Nous vous l'annoncions déjà en mars, Atout France est en pleine recherche de budgets pour 2025, après la perte des fonds visas (environ 5 M€, compensés par ailleurs) en 2024 et des crédits alloués pour trois ans dans le cadre du plan de relance Destination France au 1er janvier 2025. (Voir à ce sujet le rapport de la députée Emilie Bonnivard quant au projet de loi de finances pour 2024).

Une réforme, mais avec quels moyens ?

Pourtant, l'Etat ne semble pas disposé à mettre davantage la main à la poche.

Exemple parmi d'autres, depuis le 1er mai, le GIE a récupéré la gestion des nouveaux labels d’État « Tourisme & Handicap » et « Destination d'Excellence » sans toutefois, semble-t-il (mais nous attendons toujours la confirmation d'Atout France) de moyens financiers ou humains supplémentaires alloués.

De même, que deviendra France Tourisme Observation, le tout nouvel observatoire lancé en partenariat avec ADN Tourisme, alors que deux tiers de son financement (environ 400 000€) proviennent des fonds du plan Destination France (qui s'arrêtent fin 2024) ?

Et que, selon nos confrères de La Lettre, l’État est empêché d'y apporter des crédits, n'ayant pas reçu de la part d'Atout France, de convention ou de justification d'une attribution par marché public ?

Doit-on s'attendre Ă  une recentralisation du pouvoir Ă  Bercy ?

Enfin, dernière inconnue dans cette équation bien complexe : quid du rôle (ou du contrôle) de Bercy sur la nouvelle Atout France ?

Lors de sa création en 2009, le GIE avait été imaginé par Hervé Novelli, alors Secrétaire d'État chargé du Tourisme, comme une agence puissante, véritable bras armé du ministère du tourisme, qui réunirait à la fois l’offre et la demande touristique, définirait les normes et externaliserait la fonction touristique afin de laisser aux professionnels et aux collectivités territoriales, le soin de la gérer.
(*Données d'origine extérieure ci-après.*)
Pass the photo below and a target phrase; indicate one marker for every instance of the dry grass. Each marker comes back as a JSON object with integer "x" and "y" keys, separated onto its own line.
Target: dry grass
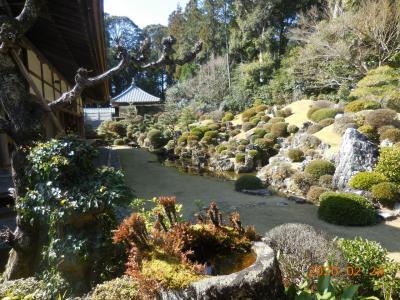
{"x": 330, "y": 137}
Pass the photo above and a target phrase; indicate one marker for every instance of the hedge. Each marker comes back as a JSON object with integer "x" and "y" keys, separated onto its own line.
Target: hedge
{"x": 346, "y": 209}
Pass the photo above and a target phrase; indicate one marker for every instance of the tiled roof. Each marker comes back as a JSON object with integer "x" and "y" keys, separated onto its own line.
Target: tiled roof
{"x": 135, "y": 95}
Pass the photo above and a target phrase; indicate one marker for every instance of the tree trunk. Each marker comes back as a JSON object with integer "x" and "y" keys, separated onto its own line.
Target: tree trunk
{"x": 25, "y": 117}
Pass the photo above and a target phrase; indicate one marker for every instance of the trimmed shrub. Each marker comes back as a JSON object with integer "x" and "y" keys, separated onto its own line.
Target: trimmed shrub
{"x": 326, "y": 181}
{"x": 259, "y": 132}
{"x": 381, "y": 117}
{"x": 240, "y": 158}
{"x": 248, "y": 182}
{"x": 241, "y": 148}
{"x": 303, "y": 181}
{"x": 277, "y": 120}
{"x": 359, "y": 105}
{"x": 343, "y": 123}
{"x": 388, "y": 163}
{"x": 264, "y": 143}
{"x": 369, "y": 132}
{"x": 387, "y": 193}
{"x": 365, "y": 180}
{"x": 319, "y": 167}
{"x": 300, "y": 246}
{"x": 244, "y": 142}
{"x": 326, "y": 122}
{"x": 211, "y": 134}
{"x": 156, "y": 138}
{"x": 119, "y": 142}
{"x": 314, "y": 193}
{"x": 279, "y": 129}
{"x": 117, "y": 289}
{"x": 311, "y": 111}
{"x": 253, "y": 153}
{"x": 261, "y": 108}
{"x": 314, "y": 128}
{"x": 265, "y": 118}
{"x": 346, "y": 209}
{"x": 323, "y": 113}
{"x": 296, "y": 155}
{"x": 234, "y": 132}
{"x": 364, "y": 255}
{"x": 251, "y": 112}
{"x": 292, "y": 129}
{"x": 255, "y": 120}
{"x": 310, "y": 142}
{"x": 391, "y": 134}
{"x": 228, "y": 117}
{"x": 247, "y": 126}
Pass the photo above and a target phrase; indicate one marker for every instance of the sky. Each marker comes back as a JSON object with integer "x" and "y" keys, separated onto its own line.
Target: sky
{"x": 143, "y": 12}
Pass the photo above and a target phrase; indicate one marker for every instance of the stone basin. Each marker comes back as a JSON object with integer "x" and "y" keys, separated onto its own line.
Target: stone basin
{"x": 261, "y": 280}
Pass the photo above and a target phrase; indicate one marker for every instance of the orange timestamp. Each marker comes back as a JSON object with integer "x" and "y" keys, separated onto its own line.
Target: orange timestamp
{"x": 320, "y": 270}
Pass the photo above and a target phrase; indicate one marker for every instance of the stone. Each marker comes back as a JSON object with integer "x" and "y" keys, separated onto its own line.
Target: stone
{"x": 297, "y": 199}
{"x": 246, "y": 167}
{"x": 260, "y": 281}
{"x": 357, "y": 154}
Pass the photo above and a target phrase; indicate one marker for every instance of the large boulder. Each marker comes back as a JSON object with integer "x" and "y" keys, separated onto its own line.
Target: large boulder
{"x": 357, "y": 154}
{"x": 262, "y": 280}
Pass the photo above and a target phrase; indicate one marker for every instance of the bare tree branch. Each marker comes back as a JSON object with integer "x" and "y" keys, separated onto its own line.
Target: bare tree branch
{"x": 13, "y": 29}
{"x": 167, "y": 53}
{"x": 82, "y": 81}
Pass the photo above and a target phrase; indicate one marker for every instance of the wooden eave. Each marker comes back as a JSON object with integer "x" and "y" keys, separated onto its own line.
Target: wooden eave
{"x": 70, "y": 34}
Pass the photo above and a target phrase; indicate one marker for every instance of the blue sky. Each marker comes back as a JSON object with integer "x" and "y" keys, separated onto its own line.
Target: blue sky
{"x": 143, "y": 12}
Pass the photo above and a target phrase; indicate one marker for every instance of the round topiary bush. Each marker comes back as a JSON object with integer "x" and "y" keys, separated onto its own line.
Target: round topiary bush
{"x": 326, "y": 122}
{"x": 346, "y": 209}
{"x": 319, "y": 167}
{"x": 279, "y": 129}
{"x": 365, "y": 180}
{"x": 293, "y": 129}
{"x": 156, "y": 138}
{"x": 296, "y": 155}
{"x": 314, "y": 193}
{"x": 387, "y": 193}
{"x": 389, "y": 162}
{"x": 323, "y": 113}
{"x": 248, "y": 182}
{"x": 381, "y": 117}
{"x": 314, "y": 128}
{"x": 259, "y": 132}
{"x": 326, "y": 181}
{"x": 240, "y": 158}
{"x": 211, "y": 134}
{"x": 261, "y": 108}
{"x": 251, "y": 112}
{"x": 228, "y": 117}
{"x": 359, "y": 105}
{"x": 247, "y": 126}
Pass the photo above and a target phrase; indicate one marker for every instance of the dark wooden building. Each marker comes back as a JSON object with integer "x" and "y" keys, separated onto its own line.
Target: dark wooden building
{"x": 68, "y": 34}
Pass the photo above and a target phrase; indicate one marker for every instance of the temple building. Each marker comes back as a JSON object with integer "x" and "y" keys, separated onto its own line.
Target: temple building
{"x": 66, "y": 36}
{"x": 135, "y": 96}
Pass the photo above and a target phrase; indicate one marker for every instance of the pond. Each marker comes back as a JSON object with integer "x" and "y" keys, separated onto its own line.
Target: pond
{"x": 149, "y": 178}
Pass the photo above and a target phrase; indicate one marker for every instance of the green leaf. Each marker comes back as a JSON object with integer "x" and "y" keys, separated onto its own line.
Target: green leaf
{"x": 350, "y": 292}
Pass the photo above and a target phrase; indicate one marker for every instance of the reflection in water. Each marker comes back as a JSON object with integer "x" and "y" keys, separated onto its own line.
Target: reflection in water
{"x": 225, "y": 265}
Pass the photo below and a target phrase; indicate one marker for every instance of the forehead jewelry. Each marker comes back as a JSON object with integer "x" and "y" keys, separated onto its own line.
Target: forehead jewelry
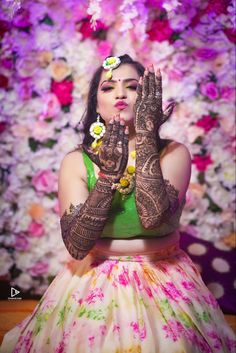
{"x": 110, "y": 63}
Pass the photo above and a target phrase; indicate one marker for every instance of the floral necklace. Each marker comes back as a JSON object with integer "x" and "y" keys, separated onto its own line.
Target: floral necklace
{"x": 127, "y": 181}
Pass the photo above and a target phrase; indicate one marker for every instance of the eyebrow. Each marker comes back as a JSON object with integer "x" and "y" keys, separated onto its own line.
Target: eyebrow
{"x": 125, "y": 80}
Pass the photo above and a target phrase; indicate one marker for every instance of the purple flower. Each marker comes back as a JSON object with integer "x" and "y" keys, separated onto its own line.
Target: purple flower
{"x": 205, "y": 54}
{"x": 210, "y": 90}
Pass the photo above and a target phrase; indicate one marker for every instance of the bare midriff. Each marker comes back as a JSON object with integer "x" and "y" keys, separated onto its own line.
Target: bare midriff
{"x": 137, "y": 245}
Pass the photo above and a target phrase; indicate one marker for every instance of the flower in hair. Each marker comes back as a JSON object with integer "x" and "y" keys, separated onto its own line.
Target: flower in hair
{"x": 110, "y": 63}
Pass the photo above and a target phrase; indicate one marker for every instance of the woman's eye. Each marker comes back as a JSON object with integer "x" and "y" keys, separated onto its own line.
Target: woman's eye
{"x": 106, "y": 88}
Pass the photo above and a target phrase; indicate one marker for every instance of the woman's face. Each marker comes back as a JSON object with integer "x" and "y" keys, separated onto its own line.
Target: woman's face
{"x": 118, "y": 94}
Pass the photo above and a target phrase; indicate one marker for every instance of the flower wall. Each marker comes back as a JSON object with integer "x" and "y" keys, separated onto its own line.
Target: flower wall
{"x": 49, "y": 52}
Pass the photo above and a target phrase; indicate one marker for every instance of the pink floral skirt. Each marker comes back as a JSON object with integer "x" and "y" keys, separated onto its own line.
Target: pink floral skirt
{"x": 112, "y": 303}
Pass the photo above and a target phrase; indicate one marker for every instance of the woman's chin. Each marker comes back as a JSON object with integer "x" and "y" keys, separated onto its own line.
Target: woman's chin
{"x": 127, "y": 117}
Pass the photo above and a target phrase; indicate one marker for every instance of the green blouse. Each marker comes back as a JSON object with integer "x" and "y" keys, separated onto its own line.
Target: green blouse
{"x": 123, "y": 221}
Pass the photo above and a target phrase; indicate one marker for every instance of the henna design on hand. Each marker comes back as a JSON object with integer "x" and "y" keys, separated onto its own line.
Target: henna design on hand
{"x": 83, "y": 225}
{"x": 156, "y": 198}
{"x": 112, "y": 156}
{"x": 149, "y": 115}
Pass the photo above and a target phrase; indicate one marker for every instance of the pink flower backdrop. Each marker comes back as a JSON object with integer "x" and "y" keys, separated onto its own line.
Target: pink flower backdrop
{"x": 49, "y": 52}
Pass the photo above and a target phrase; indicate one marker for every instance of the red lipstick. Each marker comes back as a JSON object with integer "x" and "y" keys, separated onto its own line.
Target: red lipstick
{"x": 121, "y": 105}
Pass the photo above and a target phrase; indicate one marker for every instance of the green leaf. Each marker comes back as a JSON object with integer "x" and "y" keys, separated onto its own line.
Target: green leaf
{"x": 47, "y": 20}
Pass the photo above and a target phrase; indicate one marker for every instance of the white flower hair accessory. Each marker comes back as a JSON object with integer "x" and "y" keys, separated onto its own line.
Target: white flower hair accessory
{"x": 110, "y": 63}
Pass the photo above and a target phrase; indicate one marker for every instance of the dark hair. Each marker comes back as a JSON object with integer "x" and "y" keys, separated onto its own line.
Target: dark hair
{"x": 90, "y": 115}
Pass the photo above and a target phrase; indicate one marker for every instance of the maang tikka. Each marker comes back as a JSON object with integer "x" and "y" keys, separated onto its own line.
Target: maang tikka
{"x": 97, "y": 131}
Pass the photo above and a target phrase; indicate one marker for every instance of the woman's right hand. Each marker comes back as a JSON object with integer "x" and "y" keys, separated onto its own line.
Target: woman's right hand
{"x": 112, "y": 155}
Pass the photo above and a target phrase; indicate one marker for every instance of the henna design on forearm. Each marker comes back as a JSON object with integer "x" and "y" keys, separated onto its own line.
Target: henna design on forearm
{"x": 156, "y": 198}
{"x": 83, "y": 225}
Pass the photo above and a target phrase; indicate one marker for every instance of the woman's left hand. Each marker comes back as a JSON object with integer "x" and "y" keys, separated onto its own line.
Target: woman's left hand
{"x": 149, "y": 115}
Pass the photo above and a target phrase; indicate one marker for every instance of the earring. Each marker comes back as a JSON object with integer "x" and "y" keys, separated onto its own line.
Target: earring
{"x": 97, "y": 131}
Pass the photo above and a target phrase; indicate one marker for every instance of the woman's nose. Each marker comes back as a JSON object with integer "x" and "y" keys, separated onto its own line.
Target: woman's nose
{"x": 121, "y": 92}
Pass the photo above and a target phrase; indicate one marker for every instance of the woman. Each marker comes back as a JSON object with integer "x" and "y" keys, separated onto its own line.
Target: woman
{"x": 128, "y": 286}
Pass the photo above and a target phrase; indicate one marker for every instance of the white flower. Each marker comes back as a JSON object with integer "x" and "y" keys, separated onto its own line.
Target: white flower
{"x": 6, "y": 262}
{"x": 45, "y": 38}
{"x": 41, "y": 82}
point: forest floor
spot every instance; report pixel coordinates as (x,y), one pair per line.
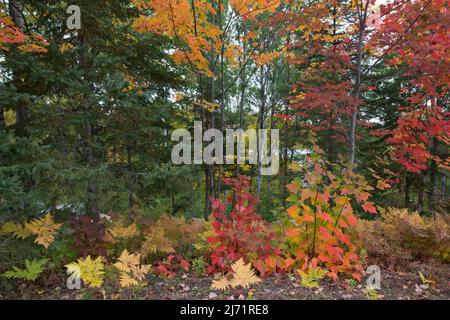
(395,285)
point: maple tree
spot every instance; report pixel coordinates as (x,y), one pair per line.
(357,89)
(322,220)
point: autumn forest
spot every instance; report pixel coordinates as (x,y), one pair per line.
(225,150)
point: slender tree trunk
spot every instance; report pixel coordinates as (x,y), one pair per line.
(433,176)
(407,191)
(2,119)
(89,123)
(16,14)
(131,176)
(261,122)
(421,192)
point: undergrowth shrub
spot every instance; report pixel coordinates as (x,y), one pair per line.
(320,228)
(399,236)
(171,234)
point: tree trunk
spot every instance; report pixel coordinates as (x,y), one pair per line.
(16,14)
(357,86)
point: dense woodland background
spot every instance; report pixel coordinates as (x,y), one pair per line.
(86,115)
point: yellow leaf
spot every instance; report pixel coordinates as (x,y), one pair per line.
(221,284)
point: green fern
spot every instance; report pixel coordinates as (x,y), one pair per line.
(31,272)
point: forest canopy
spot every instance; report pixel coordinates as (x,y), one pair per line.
(346,101)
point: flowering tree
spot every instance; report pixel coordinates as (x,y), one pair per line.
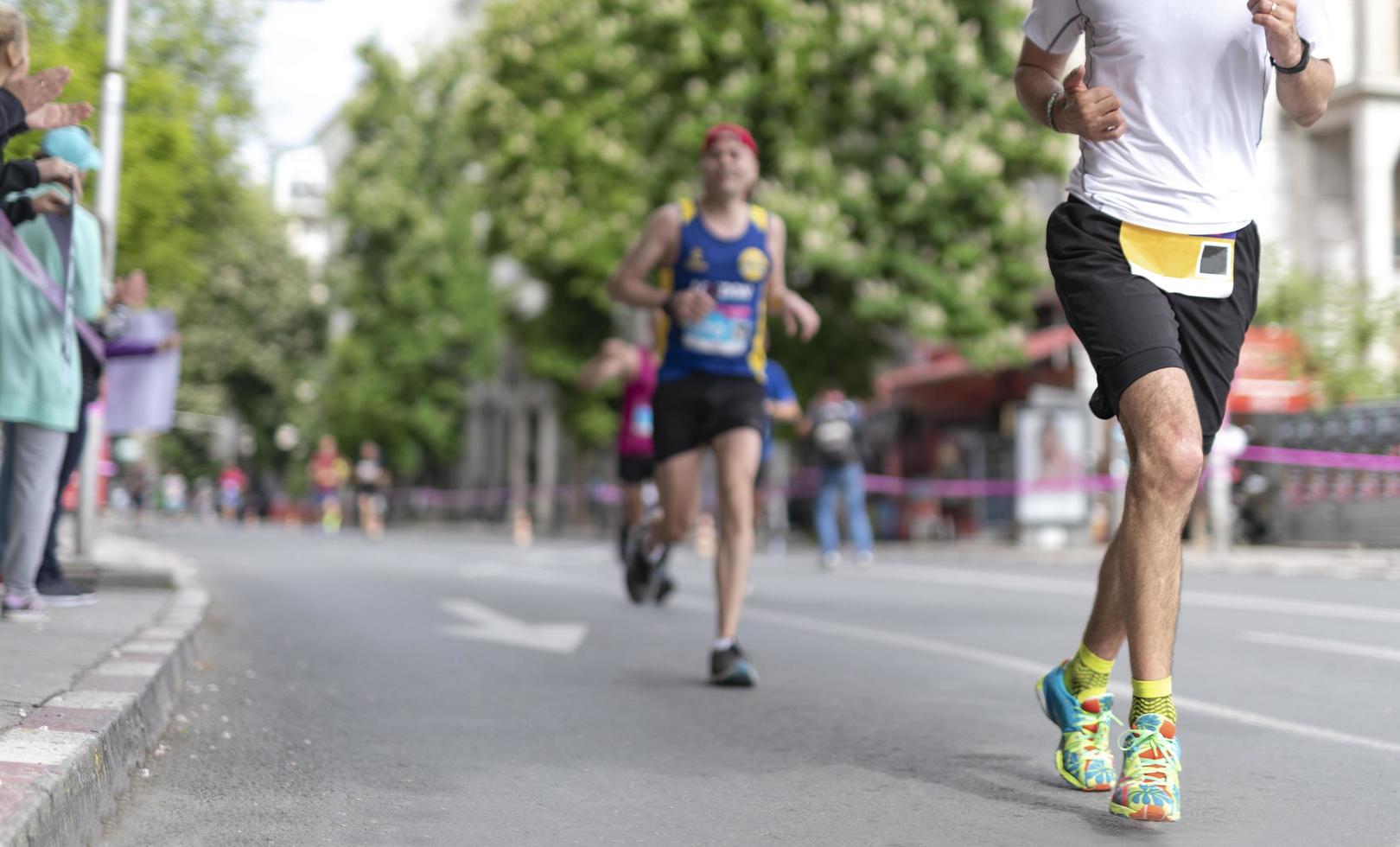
(891,143)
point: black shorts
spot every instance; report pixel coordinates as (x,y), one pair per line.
(1130,327)
(692,411)
(634,471)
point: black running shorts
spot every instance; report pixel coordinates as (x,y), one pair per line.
(634,471)
(1178,302)
(693,409)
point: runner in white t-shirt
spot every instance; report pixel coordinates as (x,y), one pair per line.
(1156,264)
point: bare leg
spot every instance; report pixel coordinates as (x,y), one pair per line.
(1167,458)
(678,482)
(630,504)
(1108,625)
(736,456)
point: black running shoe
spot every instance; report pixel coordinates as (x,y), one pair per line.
(664,585)
(731,668)
(641,571)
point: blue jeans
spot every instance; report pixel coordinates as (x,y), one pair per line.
(843,482)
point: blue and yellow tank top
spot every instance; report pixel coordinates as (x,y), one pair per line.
(729,341)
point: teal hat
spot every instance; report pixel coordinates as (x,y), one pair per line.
(74,146)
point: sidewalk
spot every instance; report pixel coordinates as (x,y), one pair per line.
(86,693)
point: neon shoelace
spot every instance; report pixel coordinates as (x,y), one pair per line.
(1149,770)
(1094,740)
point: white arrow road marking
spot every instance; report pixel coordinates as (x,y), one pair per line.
(954,650)
(489,625)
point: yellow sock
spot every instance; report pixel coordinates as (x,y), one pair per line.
(1086,673)
(1153,696)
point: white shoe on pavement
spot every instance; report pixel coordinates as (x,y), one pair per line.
(22,609)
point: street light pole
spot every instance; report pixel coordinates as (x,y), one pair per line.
(108,191)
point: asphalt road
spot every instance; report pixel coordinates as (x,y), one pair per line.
(401,693)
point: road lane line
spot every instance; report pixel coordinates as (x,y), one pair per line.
(1212,600)
(964,653)
(1323,644)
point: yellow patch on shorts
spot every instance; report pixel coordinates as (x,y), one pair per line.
(1192,264)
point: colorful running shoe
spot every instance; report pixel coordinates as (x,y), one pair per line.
(1151,786)
(1085,754)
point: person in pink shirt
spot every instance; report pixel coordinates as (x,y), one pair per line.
(636,367)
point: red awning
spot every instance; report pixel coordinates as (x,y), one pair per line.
(1270,375)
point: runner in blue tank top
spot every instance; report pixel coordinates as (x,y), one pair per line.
(722,271)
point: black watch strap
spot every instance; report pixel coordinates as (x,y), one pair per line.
(1302,63)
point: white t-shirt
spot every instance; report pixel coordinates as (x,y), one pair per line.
(1192,79)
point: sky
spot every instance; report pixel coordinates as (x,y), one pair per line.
(305,66)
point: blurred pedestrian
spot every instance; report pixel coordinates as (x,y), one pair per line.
(74,146)
(1156,261)
(174,490)
(328,472)
(636,367)
(835,427)
(370,479)
(232,485)
(41,379)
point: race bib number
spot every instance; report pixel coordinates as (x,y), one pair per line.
(1192,264)
(641,422)
(725,331)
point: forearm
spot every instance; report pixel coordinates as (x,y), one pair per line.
(1305,95)
(1034,90)
(634,291)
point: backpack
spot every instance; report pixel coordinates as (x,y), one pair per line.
(833,433)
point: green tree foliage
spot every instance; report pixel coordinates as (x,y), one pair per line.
(892,144)
(412,273)
(187,103)
(1340,327)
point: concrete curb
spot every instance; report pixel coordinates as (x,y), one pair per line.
(63,766)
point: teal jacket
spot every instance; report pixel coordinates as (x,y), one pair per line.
(38,385)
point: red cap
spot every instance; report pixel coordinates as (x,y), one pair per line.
(716,132)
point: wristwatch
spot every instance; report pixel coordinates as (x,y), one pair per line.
(1302,63)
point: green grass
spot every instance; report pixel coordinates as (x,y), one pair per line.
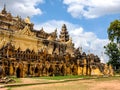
(108,78)
(17,80)
(63,77)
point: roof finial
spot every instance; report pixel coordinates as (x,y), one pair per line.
(4,9)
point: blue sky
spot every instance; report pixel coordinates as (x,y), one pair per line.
(87,20)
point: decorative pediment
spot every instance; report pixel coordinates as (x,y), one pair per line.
(26,31)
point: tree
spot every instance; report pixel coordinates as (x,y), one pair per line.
(114,54)
(114,31)
(112,49)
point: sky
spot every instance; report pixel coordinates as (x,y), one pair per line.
(86,20)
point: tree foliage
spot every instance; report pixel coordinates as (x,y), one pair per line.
(114,31)
(112,49)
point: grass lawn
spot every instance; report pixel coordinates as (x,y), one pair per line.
(63,77)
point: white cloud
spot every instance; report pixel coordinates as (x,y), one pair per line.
(23,8)
(92,8)
(88,40)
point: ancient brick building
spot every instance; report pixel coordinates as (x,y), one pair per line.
(25,51)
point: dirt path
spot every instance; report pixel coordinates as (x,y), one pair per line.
(76,85)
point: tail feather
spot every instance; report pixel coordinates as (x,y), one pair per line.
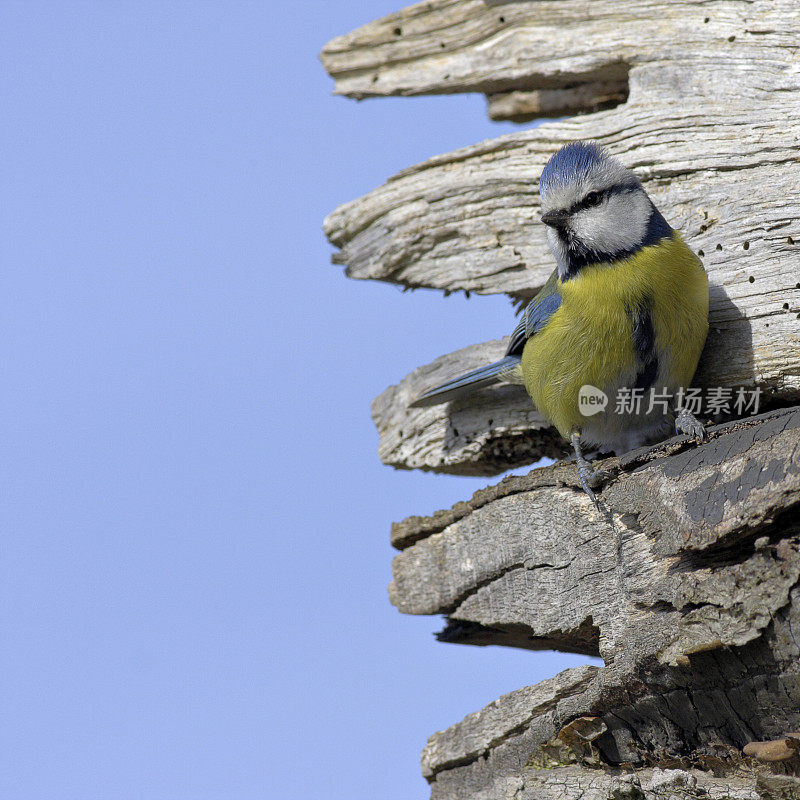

C'était sans compter sur la dépendance d'Atout France aux financements de l’État (qui pèsent à peu près pour la moitié du budget annuel). Des financements publics bien moindres que chez certains de nos voisins européens, tandis que le gouvernement n'a de cesse de répéter que la France demeure la première destination touristique mondiale, avec ses 100 millions de visiteurs en 2023.

Quant à la crise interne qui sévit chez Atout France, si elle n'est pas la cause de ce projet de réforme, elle pourrait bien avoir contribué à affaiblir le pouvoir décisionnel d'Atout France. Il est en en effet de notoriété publique que Caroline Leboucher et Christian Mantei, le président du GIE, ne s'entendaient guère.

Qu'adviendra-t-il ainsi d'Atout France après le 16 juin et à quelques jours des JO ? Verra-t-on d'ici là la nomination d'un nouveau directeur général ? D'un DG intérimaire ? Qui pilotera la « maison de la France » alors que Paris accueillera le monde ?

Pour l'ensemble des acteurs du tourisme français, et également pour les salariés d'Atout France, espérons que cette crise parviendra à se transformer en opportunité et qu'Atout France, accompagné par ses partenaires, reprendra les manettes de l'avion du tourisme.